Finalement, repenser l’agriculture nécessite de changer nos façons de penser et nos manières d’agir.
Un renouvellement des outils de théorisation conceptuelle et d’opérations politiques est nécessaire : ces derniers doivent s’articuler autour de la relation d’une activité à son espace et à son environnement. Dans ce cadre, un territoire doit davantage être pensé comme paysage : c’est-à-dire comme un lieu de co-évolution permanente entre nature et culture. Ainsi définie, la construction paysagère résulte d’une obligation de moyens (et non de résultats) qui questionne l’adaptation des activités humaines à des contraintes naturelles et qui réconcilie ce qui est de l’ordre de l’ingénierie (la science) et de l’ordre du sensible (l’art).
Car un paysage c’est avant tout un ressenti, une façon de voir son territoire et de s’y identifier.
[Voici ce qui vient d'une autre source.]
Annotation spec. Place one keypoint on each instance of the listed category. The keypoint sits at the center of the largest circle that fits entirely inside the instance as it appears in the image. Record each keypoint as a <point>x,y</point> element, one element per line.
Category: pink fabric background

Penser l’action paysagère c’est comprendre le sens de l’action politique et citoyenne sur l’espace et sur la nature. En agriculture, ce « chemin paysager » demande d’établir un nouveau contrat social entre le milieu, les agriculteurs et les consommateurs. Articuler les systèmes de production aux conditions locales, tant au niveau des techniques agricoles que des démarches de commercialisation, constitue la clé de voûte d’un contrat ainsi pensé et conçu. C’est par le paysage que les sociétés d’aujourd’hui et de demain seront en mesure de pérenniser les actions citoyennes de lutte contre cette tragédie qu’est, aujourd’hui, la crise sociale et écologique de la modernité.